Avec une adresse de femme de chambre, et une vivacité d’homme pressé, il déboutonnait, dénouait, dégrafait, délaçait sans repos. Et quand elle voulut se lever et fuir pour échapper à ses audaces, elle sortit brusquement de ses robes, de ses jupes et de son linge toute nue, comme une main sort d’un manchon.

Éperdue, elle courut vers le lit pour se cacher sous les rideaux. La retraite était dangereuse. Il l’y suivit. Mais comme il voulait la joindre et qu’il se hâtait, son sabre, détaché trop vite, tomba sur le parquet avec un bruit retentissant.

Aussitôt une plainte prolongée, un cri aigu et continu, un cri d’enfant partit de la chambre voisine, dont la porte était restée ouverte.

Elle murmura: «Oh! vous venez de réveiller André; il ne pourra pas se rendormir.»

Son fils avait quinze mois et il couchait près de sa mère, afin qu’elle pût sans cesse veiller sur lui.

Le capitaine, fou d’ardeur, n’écoutait pas. «Qu’importe? qu’importe?

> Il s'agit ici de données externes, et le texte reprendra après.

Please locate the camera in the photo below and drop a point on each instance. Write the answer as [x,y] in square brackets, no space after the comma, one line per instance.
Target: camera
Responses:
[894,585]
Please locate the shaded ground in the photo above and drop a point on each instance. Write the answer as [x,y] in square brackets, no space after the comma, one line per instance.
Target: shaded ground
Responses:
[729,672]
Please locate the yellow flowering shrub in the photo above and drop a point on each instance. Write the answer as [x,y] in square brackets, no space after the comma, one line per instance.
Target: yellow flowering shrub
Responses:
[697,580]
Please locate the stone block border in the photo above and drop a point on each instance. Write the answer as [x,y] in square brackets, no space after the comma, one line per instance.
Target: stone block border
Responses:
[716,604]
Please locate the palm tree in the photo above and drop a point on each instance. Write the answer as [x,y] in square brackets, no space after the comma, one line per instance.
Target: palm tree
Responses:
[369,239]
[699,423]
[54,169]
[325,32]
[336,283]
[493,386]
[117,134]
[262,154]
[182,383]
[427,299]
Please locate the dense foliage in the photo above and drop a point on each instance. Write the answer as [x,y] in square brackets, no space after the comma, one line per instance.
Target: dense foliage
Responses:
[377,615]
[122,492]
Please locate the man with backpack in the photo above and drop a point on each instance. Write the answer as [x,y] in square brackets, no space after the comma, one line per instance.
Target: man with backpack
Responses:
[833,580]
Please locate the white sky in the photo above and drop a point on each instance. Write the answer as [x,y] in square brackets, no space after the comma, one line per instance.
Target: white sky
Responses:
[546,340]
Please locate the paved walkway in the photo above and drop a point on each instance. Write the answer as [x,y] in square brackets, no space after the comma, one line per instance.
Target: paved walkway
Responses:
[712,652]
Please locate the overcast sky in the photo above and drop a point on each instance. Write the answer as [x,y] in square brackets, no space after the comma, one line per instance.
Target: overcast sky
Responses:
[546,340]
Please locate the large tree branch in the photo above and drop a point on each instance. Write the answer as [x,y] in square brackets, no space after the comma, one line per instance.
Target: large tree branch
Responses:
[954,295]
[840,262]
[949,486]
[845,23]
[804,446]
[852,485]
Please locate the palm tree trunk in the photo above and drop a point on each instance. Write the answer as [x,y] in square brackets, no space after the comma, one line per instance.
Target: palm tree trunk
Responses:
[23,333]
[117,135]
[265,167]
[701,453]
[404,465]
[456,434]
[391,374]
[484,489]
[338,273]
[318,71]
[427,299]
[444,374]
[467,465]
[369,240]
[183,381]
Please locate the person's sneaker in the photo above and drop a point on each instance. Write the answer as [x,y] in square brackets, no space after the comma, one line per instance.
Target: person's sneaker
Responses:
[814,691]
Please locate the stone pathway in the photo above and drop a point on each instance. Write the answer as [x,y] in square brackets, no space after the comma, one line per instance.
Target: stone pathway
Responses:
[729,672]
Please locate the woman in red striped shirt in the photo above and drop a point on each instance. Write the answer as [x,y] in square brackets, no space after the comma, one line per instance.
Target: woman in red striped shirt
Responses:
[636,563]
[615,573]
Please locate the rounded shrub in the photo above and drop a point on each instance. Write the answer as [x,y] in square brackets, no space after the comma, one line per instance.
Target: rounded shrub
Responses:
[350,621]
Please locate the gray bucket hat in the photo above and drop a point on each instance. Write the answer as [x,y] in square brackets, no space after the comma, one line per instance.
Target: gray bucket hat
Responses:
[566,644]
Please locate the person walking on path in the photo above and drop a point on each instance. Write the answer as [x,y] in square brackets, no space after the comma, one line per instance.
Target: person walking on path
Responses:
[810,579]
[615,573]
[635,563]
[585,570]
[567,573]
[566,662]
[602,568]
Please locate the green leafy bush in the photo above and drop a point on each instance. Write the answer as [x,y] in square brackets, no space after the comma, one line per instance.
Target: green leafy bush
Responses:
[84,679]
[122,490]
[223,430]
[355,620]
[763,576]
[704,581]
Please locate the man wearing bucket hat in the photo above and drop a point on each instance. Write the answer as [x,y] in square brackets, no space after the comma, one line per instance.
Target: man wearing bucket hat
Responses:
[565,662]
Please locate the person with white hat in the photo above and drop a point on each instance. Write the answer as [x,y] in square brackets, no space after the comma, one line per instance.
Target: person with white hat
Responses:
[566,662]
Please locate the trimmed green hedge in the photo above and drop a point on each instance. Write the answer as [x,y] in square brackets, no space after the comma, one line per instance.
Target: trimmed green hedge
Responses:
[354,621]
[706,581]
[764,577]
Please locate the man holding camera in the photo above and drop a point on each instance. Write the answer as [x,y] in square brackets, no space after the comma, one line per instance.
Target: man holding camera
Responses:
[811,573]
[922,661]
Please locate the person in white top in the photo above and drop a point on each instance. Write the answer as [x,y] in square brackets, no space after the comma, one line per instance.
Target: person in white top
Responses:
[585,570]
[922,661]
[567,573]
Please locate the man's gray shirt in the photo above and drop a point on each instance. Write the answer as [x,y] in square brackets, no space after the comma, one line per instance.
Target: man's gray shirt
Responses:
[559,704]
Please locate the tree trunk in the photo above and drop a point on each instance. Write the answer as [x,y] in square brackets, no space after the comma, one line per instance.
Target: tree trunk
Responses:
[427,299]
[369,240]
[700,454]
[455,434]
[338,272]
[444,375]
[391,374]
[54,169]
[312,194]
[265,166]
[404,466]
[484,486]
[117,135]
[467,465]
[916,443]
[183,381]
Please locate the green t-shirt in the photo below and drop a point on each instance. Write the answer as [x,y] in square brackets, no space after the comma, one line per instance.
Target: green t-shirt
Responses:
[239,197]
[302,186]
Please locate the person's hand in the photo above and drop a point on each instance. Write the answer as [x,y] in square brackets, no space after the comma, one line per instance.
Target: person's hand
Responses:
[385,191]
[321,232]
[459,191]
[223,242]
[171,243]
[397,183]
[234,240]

Je t’aime; tu es à moi, Mathilde.»

Mais elle se débattait, désolée, épouvantée. «Non, non! écoute comme il crie; il va réveiller la nourrice. Si elle venait, que ferions-nous? Nous serions perdus! Étienne, écoute, quand il fait ça, la nuit, son père le prend dans notre lit pour le calmer. Il se tait tout de suite, tout de suite, il n’y a pas d’autre moyen. Laisse-moi le prendre, Étienne...

L’enfant hurlait, poussait ces clameurs perçantes qui traversent les murs les plus épais, qu’on entend de la rue en passant près des logis.

Le capitaine, consterné, se releva, et Mathilde, s’élançant, alla chercher le mioche qu’elle apporta dans sa couche. Il se tut.

Étienne s’assit à cheval sur une chaise et roula une cigarette. Au bout de cinq minutes à peine, André dormait. La mère murmura: «Je vais le reporter maintenant.» Et elle alla reposer l’enfant dans son berceau avec des précautions infinies.